Download chickens.csv to your working directory. Make sure to set your working directory appropriately! This dataset was created by modifying the R built-in dataset chickwts.
Import the chickens.csv data into R. Store it in a data.frame named ch_df and print out the entire ch_df to the screen.

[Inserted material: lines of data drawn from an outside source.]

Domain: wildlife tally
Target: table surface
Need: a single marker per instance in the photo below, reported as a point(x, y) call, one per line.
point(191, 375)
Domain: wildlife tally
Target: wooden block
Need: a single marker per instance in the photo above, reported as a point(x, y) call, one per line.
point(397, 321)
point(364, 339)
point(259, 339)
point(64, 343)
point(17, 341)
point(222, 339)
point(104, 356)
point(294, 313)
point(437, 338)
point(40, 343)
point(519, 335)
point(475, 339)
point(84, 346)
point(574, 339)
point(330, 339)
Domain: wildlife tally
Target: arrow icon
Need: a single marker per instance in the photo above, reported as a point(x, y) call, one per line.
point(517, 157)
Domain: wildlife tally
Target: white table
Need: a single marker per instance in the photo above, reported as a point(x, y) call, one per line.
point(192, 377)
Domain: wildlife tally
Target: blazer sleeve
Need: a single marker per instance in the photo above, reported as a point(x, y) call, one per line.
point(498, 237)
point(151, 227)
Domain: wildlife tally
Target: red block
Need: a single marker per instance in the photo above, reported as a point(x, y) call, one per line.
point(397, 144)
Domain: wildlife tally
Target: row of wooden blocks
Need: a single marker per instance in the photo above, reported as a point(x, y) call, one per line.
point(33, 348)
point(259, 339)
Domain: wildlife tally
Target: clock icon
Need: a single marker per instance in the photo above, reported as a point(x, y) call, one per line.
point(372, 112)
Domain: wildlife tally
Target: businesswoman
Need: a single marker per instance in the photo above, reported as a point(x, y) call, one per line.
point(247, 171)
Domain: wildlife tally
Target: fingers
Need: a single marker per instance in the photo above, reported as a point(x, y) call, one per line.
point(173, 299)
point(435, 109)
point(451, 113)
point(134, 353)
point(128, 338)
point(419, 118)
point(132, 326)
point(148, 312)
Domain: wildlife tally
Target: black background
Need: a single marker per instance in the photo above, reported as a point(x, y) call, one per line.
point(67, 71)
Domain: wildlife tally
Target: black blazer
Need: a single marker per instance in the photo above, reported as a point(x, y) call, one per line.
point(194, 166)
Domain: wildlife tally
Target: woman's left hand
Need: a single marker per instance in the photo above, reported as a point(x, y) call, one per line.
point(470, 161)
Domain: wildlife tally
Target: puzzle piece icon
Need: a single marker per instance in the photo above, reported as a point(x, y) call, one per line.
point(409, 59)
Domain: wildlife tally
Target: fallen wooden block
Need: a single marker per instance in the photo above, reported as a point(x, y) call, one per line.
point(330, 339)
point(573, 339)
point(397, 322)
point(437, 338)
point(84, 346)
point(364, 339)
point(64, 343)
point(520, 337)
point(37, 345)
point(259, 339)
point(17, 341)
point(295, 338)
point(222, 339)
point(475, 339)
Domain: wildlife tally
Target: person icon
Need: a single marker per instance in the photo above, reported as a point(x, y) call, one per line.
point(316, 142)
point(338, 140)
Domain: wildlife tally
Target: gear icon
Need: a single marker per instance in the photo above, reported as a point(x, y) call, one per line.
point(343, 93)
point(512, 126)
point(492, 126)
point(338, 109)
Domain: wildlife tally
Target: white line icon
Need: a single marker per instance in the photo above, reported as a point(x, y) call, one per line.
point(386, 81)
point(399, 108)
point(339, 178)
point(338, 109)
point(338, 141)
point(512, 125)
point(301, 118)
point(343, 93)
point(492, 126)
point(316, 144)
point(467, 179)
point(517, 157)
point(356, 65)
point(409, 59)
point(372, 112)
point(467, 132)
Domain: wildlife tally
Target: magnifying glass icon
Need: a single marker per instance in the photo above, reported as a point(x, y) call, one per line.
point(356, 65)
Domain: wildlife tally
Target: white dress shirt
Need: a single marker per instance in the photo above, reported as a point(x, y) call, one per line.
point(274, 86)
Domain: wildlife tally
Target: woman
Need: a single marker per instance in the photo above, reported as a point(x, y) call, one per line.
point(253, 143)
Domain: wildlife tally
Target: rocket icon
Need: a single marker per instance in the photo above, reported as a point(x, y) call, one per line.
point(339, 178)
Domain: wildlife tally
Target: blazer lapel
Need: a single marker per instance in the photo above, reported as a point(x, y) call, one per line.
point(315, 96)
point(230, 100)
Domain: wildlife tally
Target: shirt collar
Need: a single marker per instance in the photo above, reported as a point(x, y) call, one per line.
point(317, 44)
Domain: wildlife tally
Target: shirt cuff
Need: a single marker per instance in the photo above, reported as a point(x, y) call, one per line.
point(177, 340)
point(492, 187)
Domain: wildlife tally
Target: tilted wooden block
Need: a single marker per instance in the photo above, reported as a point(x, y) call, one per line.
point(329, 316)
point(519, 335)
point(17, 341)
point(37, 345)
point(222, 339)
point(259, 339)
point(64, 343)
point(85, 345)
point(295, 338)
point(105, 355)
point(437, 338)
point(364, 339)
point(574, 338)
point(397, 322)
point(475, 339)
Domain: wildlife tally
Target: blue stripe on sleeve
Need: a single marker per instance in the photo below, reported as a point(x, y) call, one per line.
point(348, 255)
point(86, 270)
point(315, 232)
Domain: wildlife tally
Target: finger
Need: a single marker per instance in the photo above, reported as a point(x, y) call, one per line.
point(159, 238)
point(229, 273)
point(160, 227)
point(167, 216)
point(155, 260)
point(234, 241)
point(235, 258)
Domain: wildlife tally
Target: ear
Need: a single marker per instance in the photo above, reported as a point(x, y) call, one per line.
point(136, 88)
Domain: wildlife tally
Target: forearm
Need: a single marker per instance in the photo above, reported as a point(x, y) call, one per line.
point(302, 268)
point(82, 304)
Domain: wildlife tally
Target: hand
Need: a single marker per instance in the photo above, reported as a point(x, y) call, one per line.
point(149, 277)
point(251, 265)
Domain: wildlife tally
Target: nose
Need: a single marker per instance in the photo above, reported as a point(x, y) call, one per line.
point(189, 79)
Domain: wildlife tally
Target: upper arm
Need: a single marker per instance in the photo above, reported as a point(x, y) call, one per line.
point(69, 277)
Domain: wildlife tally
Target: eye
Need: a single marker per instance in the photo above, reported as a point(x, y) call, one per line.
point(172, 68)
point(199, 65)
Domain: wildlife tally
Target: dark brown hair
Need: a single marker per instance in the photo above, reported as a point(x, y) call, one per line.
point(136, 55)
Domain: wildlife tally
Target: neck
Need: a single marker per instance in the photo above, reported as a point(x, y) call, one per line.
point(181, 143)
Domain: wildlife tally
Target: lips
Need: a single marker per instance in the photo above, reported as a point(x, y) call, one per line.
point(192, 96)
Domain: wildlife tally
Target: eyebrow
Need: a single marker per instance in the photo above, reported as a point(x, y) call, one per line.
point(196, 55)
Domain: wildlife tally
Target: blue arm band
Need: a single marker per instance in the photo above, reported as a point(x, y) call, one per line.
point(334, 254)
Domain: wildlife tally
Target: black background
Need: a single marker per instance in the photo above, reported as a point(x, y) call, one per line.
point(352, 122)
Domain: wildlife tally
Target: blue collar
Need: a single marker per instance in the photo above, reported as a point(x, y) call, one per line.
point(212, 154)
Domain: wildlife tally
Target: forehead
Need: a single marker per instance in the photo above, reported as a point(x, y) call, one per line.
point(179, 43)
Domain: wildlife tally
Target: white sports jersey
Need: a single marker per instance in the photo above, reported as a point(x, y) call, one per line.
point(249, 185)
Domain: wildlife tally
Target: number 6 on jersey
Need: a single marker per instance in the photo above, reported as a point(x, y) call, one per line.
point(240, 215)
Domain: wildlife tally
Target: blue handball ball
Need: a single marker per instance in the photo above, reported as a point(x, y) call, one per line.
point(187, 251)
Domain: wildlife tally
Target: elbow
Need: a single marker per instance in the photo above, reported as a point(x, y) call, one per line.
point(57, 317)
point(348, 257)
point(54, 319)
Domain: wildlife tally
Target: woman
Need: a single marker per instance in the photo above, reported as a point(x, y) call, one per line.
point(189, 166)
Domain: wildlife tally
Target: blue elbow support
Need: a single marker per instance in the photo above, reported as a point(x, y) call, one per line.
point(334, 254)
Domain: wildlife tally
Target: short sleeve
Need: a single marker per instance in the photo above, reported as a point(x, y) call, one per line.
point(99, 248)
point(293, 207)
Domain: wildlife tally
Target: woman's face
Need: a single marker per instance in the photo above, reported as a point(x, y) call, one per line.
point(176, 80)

setwd("/Users/mikea/Desktop/Data 110 /project_chickens")
library(tidyverse)
ch_df <- read_csv("chickens.csv")
ch_df
## # A tibble: 71 × 2
## weight feed
## <chr> <chr>
## 1 206 meatmeal
## 2 140 horsebean
## 3 <NA> <NA>
## 4 318 sunflower
## 5 332 casein
## 6 na horsebean
## 7 216 na
## 8 143 horsebean
## 9 271 soybean
## 10 315 meatmeal
## # ℹ 61 more rows
There are some missing values in this dataset. Unfortunately they are represented in a number of different ways.
sum(is.na(ch_df))
## [1] 12
# 12 are recognized as NA by R, not including the other missing values types
#ch_df <- ch_df %>%
#na.omit(ch_df) %>%
ch_df <- ch_df %>%
filter(!(weight %in% c("?", "na", "n/a", "-", "NA")) &
!(feed %in% c("?", "na", "n/a", "-", "NA")))
ch_df
## # A tibble: 61 × 2
## weight feed
## <chr> <chr>
## 1 206 meatmeal
## 2 140 horsebean
## 3 <NA> <NA>
## 4 318 sunflower
## 5 332 casein
## 6 143 horsebean
## 7 271 soybean
## 8 315 meatmeal
## 9 227 horsebean
## 10 N/A sunflower
## # ℹ 51 more rows
# this was actually very hard and took me a while!
Now that the dataset is clean, let’s see what percentage of our data is missing.
missing_weight <- sum(is.na(ch_df$weight))
percentage_missing_weight <- (missing_weight / nrow(ch_df)) * 100
missing_feed <- sum(is.na(ch_df$feed))
percentage_missing_feed <- (missing_feed / nrow(ch_df)) * 100
missing_total <- sum(rowSums(is.na(ch_df)))
percentage_missing_total <- (missing_total / (nrow(ch_df) * ncol(ch_df)))
cat("Percentage of missing data in weight column:", percentage_missing_weight, "%.\n")
## Percentage of missing data in weight column: 11.47541 %.
cat("Percentage of missing data in feed column:", percentage_missing_feed, "%.\n")
## Percentage of missing data in feed column: 8.196721 %.
cat("Percentage of missing data in the entire dataset:", percentage_missing_total, "%.\n")
## Percentage of missing data in the entire dataset: 0.09836066 %.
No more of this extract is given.